Authors:
(1) Michael Moor, Department of Computer Science, Stanford University, Stanford, USA and these authors contributed equally to this work;
(2) Qian Huang, Department of Computer Science, Stanford University, Stanford, USA and these authors contributed equally to this work;
(3) Shirley Wu, Department of Computer Science, Stanford University, Stanford, USA;
(4) Michihiro Yasunaga, Department of Computer Science, Stanford University, Stanford, USA;
(5) Cyril Zakka, Department of Cardiothoracic Surgery, Stanford Medicine, Stanford, USA;
(6) Yash Dalmia, Department of Computer Science, Stanford University, Stanford, USA;
(7) Eduardo Pontes Reis, Hospital Israelita Albert Einstein, Sao Paulo, Brazil;
(8) Pranav Rajpurkar, Department of Biomedical Informatics, Harvard Medical School, Boston, USA;
(9) Jure Leskovec, Department of Computer Science, Stanford University, Stanford, USA.
6 Discussion, Acknowledgments, and References
The success of large language models (LLMs) Brown et al.; Liang et al. (2022); Qin et al. (2023) has led to significant advancements in training specialized models for the medical domain. This has resulted in the emergence of various models, including BioBERT Lee et al. (2020), ClinicalBERT Huang et al. (2019), PubMedBERT Gu et al. (2021), BioLinkBERT Yasunaga et al. (b), DRAGON Yasunaga et al. (a), BioMedLM Bolton et al., BioGPT Luo et al. (2022), and Med-PaLM Singhal et al.. Although these medical language models are typically smaller than general-purpose LLMs like GPT-3 Brown et al., they can match or even surpass their performance on medical tasks, such as medical question answering.

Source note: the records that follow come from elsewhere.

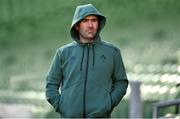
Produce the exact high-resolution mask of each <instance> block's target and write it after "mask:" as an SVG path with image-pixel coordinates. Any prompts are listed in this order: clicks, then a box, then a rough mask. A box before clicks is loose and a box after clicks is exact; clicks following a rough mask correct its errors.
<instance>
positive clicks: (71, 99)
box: [59, 83, 83, 117]
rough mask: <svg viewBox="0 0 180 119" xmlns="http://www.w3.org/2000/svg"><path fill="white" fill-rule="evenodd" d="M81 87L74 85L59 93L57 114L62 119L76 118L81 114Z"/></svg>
mask: <svg viewBox="0 0 180 119" xmlns="http://www.w3.org/2000/svg"><path fill="white" fill-rule="evenodd" d="M81 92H82V85H81V83H76V84H74V85H72V86H71V87H68V88H66V89H63V90H62V91H61V96H60V101H59V112H60V114H61V116H62V117H78V116H80V115H81V113H82V109H81V107H82V102H83V101H82V93H81Z"/></svg>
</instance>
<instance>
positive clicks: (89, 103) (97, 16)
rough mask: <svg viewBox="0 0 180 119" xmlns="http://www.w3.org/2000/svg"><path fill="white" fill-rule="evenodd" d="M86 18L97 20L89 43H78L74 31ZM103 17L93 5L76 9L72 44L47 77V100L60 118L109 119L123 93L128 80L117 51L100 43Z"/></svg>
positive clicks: (104, 20)
mask: <svg viewBox="0 0 180 119" xmlns="http://www.w3.org/2000/svg"><path fill="white" fill-rule="evenodd" d="M88 15H95V16H97V17H98V20H99V24H100V25H99V30H98V32H97V35H96V37H95V38H94V40H93V42H92V43H81V42H80V41H79V38H78V32H77V31H76V29H75V28H74V26H75V24H77V23H78V22H80V21H81V20H82V19H84V18H85V17H87V16H88ZM105 22H106V18H105V17H104V16H103V15H102V14H101V13H100V12H98V11H97V10H96V8H95V7H94V6H93V5H92V4H87V5H81V6H78V7H77V8H76V11H75V14H74V17H73V21H72V25H71V30H70V34H71V37H72V39H73V40H74V42H72V43H69V44H67V45H65V46H63V47H61V48H59V49H58V50H57V52H56V54H55V56H54V59H53V62H52V64H51V66H50V69H49V72H48V74H47V78H46V98H47V100H48V102H49V103H50V104H51V105H52V106H53V107H54V108H55V109H56V111H57V112H59V113H60V114H61V116H62V117H68V118H70V117H78V118H82V117H83V118H91V117H110V114H111V112H112V110H113V108H114V107H115V106H117V105H118V103H119V102H120V101H121V99H122V98H123V96H124V95H125V94H126V90H127V87H128V80H127V76H126V73H125V69H124V65H123V61H122V57H121V54H120V50H119V49H118V48H117V47H115V46H113V45H111V44H109V43H107V42H105V41H102V40H101V38H100V36H99V33H100V30H101V29H102V28H103V27H104V25H105Z"/></svg>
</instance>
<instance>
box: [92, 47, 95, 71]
mask: <svg viewBox="0 0 180 119" xmlns="http://www.w3.org/2000/svg"><path fill="white" fill-rule="evenodd" d="M92 55H93V64H92V70H94V64H95V51H94V45H92Z"/></svg>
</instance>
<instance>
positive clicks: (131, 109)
mask: <svg viewBox="0 0 180 119" xmlns="http://www.w3.org/2000/svg"><path fill="white" fill-rule="evenodd" d="M140 85H141V82H139V81H130V88H131V93H130V104H129V118H142V100H141V91H140Z"/></svg>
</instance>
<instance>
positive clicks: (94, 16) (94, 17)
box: [84, 15, 98, 19]
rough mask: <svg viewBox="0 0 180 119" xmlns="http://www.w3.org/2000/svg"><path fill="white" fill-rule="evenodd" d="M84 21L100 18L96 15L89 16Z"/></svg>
mask: <svg viewBox="0 0 180 119" xmlns="http://www.w3.org/2000/svg"><path fill="white" fill-rule="evenodd" d="M84 19H98V17H97V16H95V15H89V16H87V17H85V18H84Z"/></svg>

Recently, there has been a growing interest in extending language models to handle vision-language multimodal data and tasks Su et al. (2019); Ramesh et al.; Alayrac et al. (2022); Aghajanyan et al.; Yasunaga et al. (2023). Furthermore, many medical applications involve multimodal information, such as radiology tasks that require the analysis of both X-ray images and radiology reports Tiu et al. (2022). Motivated by these factors, we present a medical vision-language model (VLM). Existing medical VLMs include BiomedCLIP Zhang et al. (2023a), MedVINT Zhang et al. (2023b). While BiomedCLIP is an encoder-only model, our focus lies in developing a generative VLM, demonstrating superior performance compared to MedVINT. Finally, Llava-Med is another recent medical generative VLM Li et al. (2023), however the model was not yet available for benchmarking.
This paper is available on arxiv under CC BY-NC-SA 4.0 DEED license.